I acquired a copy of MR’s December 1987 issue and have a few questions about the article on this layout.
1 - The closer map on page 91 at Sunrise has a partial line to Mountain Grove then no showing of the connection to the V&O. How does the V&O connection fit into the map?
2 - The layout drawing on page 92 has near Sunrise track for the Sawmill Run and Back Creek Subdivisions. From the article, I gather Sawmill run is just a few logging camps but what is on the Back Creek line?
3 - Are all locations on the AM and V&O real? I once tried using Mapquest to locate some of the town names, found Afton but Kingswood Jct. was somewhere else and most of the others never came up.
Hello “storknest,” 1. Two red line segments were omitted on that 1987 map. it should show a direct connection between Sunrise and Jimtown on the V&O, and a connection through Mountain Grove to the V&O at Kingswood Junction. See the map on page 69 of the March 1993 “Model Railroader.” 2. Tony Koester never developed the Back Creek Subdivision beyond what you see on that track plan. It was simply used for visible staging and as a yard lead. You’d have to ask Tony (write to him in care of MR) what notional industries the line was supposed to serve. 3. The Allegheny Midland and Allen McClelland’s Virginian & Ohio are both freelanced model railroads. Similarities between the model railroad place names and actual places are intentional, to reinforce the sense of locale, but most of them are fictitious. See Tony’s article, “The Midland Road moves coal,” in the February 1997 MR, for the most up-to-date track plan of the AM’s Appalachia Division (main layout), and the June 1998 MR for the track plan of the AM’s Coal Fork Extension, the coal branch Tony added in the adjacent family room/crew lounge. Shortly after completing the Coal Fork Extension, Tony decided to dismantle the AM and model the Nickel Plate Road’s St.
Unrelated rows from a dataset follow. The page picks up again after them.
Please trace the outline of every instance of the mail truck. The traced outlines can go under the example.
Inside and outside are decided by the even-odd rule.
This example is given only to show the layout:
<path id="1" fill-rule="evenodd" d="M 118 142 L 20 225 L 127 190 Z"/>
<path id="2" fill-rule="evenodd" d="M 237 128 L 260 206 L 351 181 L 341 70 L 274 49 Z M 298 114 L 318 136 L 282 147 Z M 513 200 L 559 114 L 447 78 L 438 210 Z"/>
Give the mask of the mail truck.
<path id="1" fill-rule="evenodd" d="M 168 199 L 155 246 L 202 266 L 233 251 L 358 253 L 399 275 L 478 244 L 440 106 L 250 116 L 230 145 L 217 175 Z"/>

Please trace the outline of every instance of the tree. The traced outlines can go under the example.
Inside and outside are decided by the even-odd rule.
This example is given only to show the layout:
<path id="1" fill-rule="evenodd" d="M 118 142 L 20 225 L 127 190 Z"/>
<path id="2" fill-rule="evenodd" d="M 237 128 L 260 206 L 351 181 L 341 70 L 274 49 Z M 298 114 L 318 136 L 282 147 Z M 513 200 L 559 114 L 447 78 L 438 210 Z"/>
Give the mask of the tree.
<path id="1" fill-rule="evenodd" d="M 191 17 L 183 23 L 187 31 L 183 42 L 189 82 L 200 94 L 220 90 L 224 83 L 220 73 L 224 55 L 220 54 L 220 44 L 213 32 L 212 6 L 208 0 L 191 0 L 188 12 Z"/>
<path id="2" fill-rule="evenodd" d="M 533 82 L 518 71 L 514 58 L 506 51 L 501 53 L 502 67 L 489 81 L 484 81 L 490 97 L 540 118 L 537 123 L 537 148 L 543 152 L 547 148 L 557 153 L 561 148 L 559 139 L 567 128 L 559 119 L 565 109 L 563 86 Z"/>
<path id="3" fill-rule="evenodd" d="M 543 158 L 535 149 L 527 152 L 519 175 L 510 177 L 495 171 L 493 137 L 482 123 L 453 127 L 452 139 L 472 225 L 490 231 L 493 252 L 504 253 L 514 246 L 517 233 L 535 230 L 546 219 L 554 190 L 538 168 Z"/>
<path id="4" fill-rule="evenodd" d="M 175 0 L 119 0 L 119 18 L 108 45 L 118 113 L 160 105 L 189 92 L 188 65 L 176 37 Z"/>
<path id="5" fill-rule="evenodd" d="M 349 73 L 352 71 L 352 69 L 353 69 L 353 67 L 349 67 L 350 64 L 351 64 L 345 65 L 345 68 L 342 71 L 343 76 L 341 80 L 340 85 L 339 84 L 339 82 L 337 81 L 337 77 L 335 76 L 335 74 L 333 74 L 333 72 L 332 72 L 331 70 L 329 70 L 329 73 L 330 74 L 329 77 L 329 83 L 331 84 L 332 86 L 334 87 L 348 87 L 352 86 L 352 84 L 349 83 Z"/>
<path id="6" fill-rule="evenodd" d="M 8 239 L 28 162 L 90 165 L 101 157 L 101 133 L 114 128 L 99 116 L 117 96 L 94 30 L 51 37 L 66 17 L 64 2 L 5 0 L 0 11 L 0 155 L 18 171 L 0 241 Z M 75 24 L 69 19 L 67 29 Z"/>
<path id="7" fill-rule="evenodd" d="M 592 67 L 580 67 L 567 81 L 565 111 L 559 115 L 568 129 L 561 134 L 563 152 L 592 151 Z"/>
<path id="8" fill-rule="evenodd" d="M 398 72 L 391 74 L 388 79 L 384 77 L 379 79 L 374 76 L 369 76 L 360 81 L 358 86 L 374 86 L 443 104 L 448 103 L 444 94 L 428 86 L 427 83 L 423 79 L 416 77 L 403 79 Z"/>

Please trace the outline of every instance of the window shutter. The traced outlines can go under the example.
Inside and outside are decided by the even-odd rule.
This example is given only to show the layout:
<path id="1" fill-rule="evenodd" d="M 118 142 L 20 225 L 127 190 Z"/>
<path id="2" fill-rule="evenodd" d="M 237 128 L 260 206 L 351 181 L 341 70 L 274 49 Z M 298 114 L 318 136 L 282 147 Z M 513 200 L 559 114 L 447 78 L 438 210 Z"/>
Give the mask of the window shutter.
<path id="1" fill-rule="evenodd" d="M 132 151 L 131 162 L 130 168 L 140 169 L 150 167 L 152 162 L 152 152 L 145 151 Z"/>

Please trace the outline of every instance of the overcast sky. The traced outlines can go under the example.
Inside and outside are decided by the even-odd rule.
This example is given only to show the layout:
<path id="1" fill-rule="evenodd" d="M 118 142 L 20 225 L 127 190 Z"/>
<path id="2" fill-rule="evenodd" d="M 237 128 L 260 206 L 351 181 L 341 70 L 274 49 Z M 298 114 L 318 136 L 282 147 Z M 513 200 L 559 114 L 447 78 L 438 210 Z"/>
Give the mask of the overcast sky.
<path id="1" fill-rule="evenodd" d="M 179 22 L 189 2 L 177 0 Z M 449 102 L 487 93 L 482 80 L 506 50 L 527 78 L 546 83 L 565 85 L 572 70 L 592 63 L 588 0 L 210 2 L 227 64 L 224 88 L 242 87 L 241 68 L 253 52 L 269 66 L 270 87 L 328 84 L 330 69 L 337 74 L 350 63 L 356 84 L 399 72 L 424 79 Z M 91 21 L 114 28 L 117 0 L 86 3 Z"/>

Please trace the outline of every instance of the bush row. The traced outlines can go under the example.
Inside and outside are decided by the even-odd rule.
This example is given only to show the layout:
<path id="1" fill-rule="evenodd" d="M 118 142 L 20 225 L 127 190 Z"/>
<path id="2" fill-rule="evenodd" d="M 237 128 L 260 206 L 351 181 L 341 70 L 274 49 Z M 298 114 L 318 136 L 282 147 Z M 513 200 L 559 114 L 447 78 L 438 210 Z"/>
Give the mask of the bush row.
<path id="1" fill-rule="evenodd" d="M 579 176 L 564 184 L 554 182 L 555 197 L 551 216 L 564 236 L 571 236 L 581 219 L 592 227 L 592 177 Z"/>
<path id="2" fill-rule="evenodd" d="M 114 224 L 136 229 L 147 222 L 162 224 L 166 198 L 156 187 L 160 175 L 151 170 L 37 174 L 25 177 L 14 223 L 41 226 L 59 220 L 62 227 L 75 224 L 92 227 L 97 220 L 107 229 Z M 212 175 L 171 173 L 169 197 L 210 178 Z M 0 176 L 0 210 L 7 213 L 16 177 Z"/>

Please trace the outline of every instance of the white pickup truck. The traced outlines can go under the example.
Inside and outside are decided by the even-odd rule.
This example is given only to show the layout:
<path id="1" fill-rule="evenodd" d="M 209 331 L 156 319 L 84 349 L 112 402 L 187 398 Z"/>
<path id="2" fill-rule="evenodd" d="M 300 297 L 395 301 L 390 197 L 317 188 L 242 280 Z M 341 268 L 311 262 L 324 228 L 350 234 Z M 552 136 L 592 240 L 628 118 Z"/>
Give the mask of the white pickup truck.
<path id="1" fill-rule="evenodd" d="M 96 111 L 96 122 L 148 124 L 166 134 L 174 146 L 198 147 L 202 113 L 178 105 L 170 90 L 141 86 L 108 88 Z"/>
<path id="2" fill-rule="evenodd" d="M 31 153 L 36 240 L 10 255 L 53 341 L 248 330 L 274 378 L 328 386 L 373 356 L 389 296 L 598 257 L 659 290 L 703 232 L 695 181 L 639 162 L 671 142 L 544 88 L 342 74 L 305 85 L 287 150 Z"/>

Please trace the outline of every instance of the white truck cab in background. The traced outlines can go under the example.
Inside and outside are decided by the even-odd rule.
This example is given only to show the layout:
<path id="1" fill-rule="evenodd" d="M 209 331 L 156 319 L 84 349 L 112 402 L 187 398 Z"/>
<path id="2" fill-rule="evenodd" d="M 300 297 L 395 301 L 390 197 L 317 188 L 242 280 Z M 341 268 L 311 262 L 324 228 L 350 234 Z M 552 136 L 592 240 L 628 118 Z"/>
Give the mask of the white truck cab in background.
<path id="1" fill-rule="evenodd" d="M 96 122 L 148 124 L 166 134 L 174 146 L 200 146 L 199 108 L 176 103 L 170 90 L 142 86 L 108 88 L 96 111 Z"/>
Louis line, and that’s his current layout. So long, Andy
I remember in a column in MR ages ago Tony Koester said he did use actual names of places from a map. However the places on his layout were not necessarily as they appeared in reality. The example he gave was of some town called Gap Run. The real Gap Run is little more than a creek or something but the one on his layout had a small depot probably to suggest that there is a rest of the town somewhere beyond the modelled portion of the layout.
Sperandeo and dirtyd79, thanks for the replies. I currently can only afford to do V-scale (virtual) modeling and was thinking at some point of making part of the AM so the info helps.
I had a chance to drive through West Virginia and Virginia during my vacation this year. If you want to create a “typical” AM scene, do likewise. Get into the middle of WV and leave the interstate. Take photos of anything interesting (such as the small towns just beyond the gas station).
It’s the ambiance, not exactly copying every last detail.
Thanks but I am not up to that step yet. The way the program I’m using works (TRS2004), I first do terrain, either all “by hand” making my own hills, rivers, etc. or I can get data from certain site and using a couple of free programs convert it into terrain files so the hills, rivers, mountains, elevations are already done. That is why I am trying to figure out how the AM fit into a real map, if I know where it went, I can get the data I need for those areas and easily make the terrain files instead of making all the elevations individually.
It is kinda like reverse prototype model railroading, where a modeler would take the prototype and simulate it in modeling, I am taking a model and trying to “make the prototype.”